作者: fzy 时间: 2005-3-14 18:28
标题: Generalizing 野菜花's problem

This is a problem given by 野菜花 last week:

在六张纸片的正面分别写上 1， 2， 3， 4， 5， 6，在它们的反面也随意地写上这六个数，然后计算每张纸片两面数字之差的绝对值。证明这六个绝对值中至少有两个是相同的。

Now let's generalize it: Is this true for any N? It is obviously false for N = 1. How about N>1? If not, for what N is it true?

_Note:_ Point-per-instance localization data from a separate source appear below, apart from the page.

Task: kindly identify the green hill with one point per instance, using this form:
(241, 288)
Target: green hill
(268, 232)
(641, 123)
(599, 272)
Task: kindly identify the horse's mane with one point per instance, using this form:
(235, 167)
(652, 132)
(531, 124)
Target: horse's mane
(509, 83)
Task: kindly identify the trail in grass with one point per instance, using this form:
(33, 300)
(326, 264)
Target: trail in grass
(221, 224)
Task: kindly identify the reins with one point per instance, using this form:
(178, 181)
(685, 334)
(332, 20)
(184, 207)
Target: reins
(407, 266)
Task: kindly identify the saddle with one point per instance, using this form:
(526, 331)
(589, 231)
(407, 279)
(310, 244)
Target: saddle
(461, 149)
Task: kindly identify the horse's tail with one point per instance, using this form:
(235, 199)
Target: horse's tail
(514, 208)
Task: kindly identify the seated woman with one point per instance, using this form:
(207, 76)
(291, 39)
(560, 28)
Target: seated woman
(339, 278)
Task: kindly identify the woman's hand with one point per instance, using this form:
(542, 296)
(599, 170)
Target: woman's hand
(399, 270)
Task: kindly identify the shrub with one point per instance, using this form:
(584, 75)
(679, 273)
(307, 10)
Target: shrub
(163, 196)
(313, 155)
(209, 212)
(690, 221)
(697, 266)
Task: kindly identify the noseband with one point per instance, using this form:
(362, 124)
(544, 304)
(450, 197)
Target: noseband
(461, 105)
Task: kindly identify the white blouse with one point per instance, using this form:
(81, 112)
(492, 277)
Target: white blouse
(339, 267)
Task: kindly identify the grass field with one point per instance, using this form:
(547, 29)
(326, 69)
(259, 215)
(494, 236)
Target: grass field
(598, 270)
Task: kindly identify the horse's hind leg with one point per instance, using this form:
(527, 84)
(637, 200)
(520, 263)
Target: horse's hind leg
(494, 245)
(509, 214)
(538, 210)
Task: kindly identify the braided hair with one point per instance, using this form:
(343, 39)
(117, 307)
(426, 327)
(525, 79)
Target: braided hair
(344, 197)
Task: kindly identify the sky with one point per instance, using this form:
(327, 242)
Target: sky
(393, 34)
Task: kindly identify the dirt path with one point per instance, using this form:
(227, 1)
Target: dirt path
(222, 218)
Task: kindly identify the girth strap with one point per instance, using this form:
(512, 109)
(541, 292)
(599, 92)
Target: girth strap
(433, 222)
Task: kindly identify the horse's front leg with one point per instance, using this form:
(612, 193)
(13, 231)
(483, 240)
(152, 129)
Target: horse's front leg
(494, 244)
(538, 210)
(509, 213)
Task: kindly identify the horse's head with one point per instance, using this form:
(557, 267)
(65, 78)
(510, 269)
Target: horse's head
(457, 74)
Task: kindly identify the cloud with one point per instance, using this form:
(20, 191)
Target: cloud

作者: 野菜花 时间: 2005-3-14 19:20
标题: 回复：Generalizing 野菜花's problem

Suppose there are no two numbers are the same, then the N absolute values are 0, 1, 2...

(N-1)

sum(a-a')=0

sum|a-a'|=0+1+...+(N-1)=N(N-1)/2

As (a-a') and |a-a'| are either both ever or both odd, if N(N-1)/2 is odd, then the assumption is wrong.

if N is even, N=2m, N(N-1)/2=2m*(2m-1)/2=m*(2m-1), m must odd,

so N=2m=2(2k+1)=4k+2

If N is odd, N=2m+1, N(N-1)/2=(2m+1)*2m/2=(2m+1)*m, m must be odd,

so N= 2m+1=2(2k+1)+1=4k+3

Therefore N=4k+2, or 4k+3

作者: fzy 时间: 2005-3-14 19:29
标题: Right answer, but

can you prove it is false for 4k and 4k+1?

作者: 野菜花 时间: 2005-3-14 20:28
标题: 回复：Right answer, but

看来你今天想把我累死啊？那么那道三位数的题你还没证明

42不行呢！

作者: yma16 时间: 2005-3-14 21:09
标题: just find some counterexample, such as

1,2,3,4

2,4,3,1

The difference is 1,2,0,3.

作者: 野菜花 时间: 2005-3-14 21:12
标题: need prove for all k [:%]

need prove for all k

作者: fzy 时间: 2005-3-16 00:10
标题: Examples for 4k, 4k+1

For N=12:

(1,12), (2,11), (3,10), (4,4), (5,9), (6,8), (7,6), (8,5), (9,3), (10,2), (11,1), (12,7)

For N=13:

(1,13), (2,12), (3,11), (4,4), (5,10), (6,9), (7,8), (8,6), (9,5), (10,3), (11,2), (12,1), (13,7)

Same pattern should work for all k.

作者: 野菜花 时间: 2005-3-16 00:23
标题: 回复：Examples for 4k, 4k+1

I found counter exampls for N=4,5,8,9,12,13, but I could not find a clear pattern like yours.

作者: fzy 时间: 2005-3-16 00:40
标题: 回复：回复：Examples for 4k, 4k+1

I know you will get it. I just don't want it to fall too low. (Too many new problems )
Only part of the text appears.